Un client assigne son CGP suite à la perte de l’avantage fiscal attendu d’un investissement immobilier. Le conseil invoque l’intervention d’un autre professionnel. La Cour de cassation intervient.
La décision
M. et Mme W concluent avec la société H un mandat de recherche de biens immobiliers afin de procéder à un investissement à but de défiscalisation dit « Scellier Pacifique ».
La société H les met en contact avec M. T, conseil en gestion de patrimoine, par l’intermédiaire duquel ils signent un contrat de réservation d’un appartement situé en Nouvelle-Calédonie, investissement éligible au dispositif Scellier Pacifique à la condition d’être résident métropolitain.
Se plaignant de ne pouvoir bénéficier du dispositif en raison de leur nouvelle résidence fiscale en Nouvelle-Calédonie, ils assignent M. T aux fins d’indemnisation.
La Cour d’appel – LYON 28 octobre 2021 n°18/08860 – les ayant déboutés, ils forment un pourvoi.
La Cour de cassation – Cass. civ.3, 8 juin 2023, n° 22-12.302, Publié au bulletin – leur donne raison :
« 7. En statuant ainsi, alors que l’intervention d’un autre professionnel ne saurait dispenser le conseil en gestion de patrimoine de son devoir d’information et de conseil, la cour d’appel a violé le texte susvisé.
(…)
11. En statuant ainsi, alors que le conseil en gestion de patrimoine, qui doit recueillir auprès de la personne qu’il conseille l’ensemble des éléments lui permettant d’assurer l’adéquation du projet à sa situation, doit informer son client des conditions de succès de l’opération projetée, en particulier quant à la condition de résider fiscalement en métropole pendant toute la durée du dispositif, et des risques qui découlent du défaut de réalisation de ces conditions, la cour d’appel a violé le texte susvisé. »
Pour consulter la décision : https://www.legifrance.gouv.fr/juri/id/JURITEXT000047700649?init=true&page=1&query=22-12.302&searchField=ALL&tab_selection=all
Décryptage
L’activité de conseil en gestion de patrimoine en elle-même n’est pas réglementée.

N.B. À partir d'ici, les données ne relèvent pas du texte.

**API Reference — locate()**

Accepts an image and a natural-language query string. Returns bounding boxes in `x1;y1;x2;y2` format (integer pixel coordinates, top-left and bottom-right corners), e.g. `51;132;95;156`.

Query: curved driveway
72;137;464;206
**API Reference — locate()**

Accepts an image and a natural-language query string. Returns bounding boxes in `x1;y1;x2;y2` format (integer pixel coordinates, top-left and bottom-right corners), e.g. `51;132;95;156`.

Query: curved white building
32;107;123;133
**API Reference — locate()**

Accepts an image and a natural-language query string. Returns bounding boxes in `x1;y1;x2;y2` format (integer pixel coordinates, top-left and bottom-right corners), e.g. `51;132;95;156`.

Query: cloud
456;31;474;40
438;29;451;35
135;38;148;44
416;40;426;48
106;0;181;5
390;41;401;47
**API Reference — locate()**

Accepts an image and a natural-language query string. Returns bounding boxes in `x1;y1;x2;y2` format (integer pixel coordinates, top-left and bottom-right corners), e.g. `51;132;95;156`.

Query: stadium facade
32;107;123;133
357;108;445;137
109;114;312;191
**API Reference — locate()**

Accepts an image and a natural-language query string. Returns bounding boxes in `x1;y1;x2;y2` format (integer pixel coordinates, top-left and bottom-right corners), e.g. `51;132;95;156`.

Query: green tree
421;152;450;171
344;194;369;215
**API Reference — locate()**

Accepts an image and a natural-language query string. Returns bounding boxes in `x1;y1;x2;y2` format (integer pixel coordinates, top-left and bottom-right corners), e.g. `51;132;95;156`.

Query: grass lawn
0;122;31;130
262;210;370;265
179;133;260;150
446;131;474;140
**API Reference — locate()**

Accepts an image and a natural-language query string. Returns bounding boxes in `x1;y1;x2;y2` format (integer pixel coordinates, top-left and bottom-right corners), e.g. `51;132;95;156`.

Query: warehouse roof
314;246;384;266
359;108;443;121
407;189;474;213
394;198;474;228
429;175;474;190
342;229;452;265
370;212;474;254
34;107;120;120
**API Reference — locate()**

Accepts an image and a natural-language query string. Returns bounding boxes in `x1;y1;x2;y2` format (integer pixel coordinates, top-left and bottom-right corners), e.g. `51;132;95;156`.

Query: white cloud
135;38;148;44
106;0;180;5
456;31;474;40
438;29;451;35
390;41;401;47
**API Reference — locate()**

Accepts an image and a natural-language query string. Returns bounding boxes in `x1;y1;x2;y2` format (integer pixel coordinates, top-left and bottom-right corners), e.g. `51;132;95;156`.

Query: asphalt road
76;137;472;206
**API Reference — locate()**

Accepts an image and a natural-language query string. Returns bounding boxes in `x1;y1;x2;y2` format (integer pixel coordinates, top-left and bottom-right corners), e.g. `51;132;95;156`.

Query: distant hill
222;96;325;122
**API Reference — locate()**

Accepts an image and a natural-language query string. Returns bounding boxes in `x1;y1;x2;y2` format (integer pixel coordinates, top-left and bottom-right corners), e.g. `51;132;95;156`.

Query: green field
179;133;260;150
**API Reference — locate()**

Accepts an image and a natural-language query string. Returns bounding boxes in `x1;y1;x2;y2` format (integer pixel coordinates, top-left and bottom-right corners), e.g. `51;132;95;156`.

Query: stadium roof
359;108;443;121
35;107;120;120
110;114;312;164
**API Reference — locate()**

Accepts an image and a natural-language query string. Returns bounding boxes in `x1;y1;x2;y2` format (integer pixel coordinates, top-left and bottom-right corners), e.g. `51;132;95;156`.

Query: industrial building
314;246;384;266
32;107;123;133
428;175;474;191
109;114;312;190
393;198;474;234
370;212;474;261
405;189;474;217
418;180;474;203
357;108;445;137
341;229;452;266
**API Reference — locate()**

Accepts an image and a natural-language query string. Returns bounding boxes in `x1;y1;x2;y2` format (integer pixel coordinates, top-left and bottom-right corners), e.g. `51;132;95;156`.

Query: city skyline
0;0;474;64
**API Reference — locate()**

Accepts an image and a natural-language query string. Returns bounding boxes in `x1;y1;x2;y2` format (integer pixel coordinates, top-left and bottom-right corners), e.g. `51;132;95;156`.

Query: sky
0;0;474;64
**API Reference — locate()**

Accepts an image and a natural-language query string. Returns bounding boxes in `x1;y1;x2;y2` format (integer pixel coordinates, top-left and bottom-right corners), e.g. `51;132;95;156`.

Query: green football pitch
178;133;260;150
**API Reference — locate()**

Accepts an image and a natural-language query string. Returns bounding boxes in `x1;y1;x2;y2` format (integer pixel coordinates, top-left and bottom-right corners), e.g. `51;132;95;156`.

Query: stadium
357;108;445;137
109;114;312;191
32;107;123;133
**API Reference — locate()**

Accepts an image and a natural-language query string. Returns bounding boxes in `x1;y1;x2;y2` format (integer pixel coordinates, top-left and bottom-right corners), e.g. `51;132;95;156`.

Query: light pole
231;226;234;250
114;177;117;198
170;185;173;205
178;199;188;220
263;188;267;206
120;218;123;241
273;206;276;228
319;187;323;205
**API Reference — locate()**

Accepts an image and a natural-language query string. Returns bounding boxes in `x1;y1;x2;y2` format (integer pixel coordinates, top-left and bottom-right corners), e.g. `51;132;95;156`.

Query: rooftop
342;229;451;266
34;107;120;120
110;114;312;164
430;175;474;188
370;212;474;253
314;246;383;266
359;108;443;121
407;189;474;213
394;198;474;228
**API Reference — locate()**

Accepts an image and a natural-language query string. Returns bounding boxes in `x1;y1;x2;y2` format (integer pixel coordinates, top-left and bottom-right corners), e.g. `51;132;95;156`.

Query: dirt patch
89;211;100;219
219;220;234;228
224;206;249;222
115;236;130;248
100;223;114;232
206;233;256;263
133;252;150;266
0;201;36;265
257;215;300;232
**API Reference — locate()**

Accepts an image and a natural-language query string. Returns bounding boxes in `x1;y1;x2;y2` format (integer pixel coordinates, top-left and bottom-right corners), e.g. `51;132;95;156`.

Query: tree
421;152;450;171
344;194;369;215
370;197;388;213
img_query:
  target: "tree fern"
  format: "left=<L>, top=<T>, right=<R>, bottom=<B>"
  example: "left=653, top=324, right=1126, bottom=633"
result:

Seuls le sont les différents statuts que le CGP peut, le cas échéant, adopter (CIF, Carte T, …).
Selon l’Autorité des Marchés Financiers (DOC-2008-23 – AMF) « le conseil en gestion de patrimoine est une activité générique non réglementée, sans définition juridique, qui recouvre généralement pour les professionnels qui s’en réclament un double savoir-faire au service des particuliers et des personnes morales : le conseil en stratégie patrimoniale et le conseil en stratégie d’investissements, financiers et immobiliers. »
Mais l’absence de statut spécifique ne dispense pas le professionnel de la responsabilité civile.
La Cour de cassation se base ici sur la responsabilité délictuelle / extra-contractuelle pour retenir que :
1- l’intervention d’un autre professionnel ne saurait dispenser le conseil en gestion de patrimoine de son devoir d’information et de conseil,
2- le conseil en gestion de patrimoine, qui doit recueillir auprès de la personne qu’il conseille l’ensemble des éléments lui permettant d’assurer l’adéquation du projet à sa situation, doit informer son client des conditions de succès de l’opération projetée, en particulier quant à la condition de résider fiscalement en métropole pendant toute la durée du dispositif, et des risques qui découlent du défaut de réalisation de ces conditions.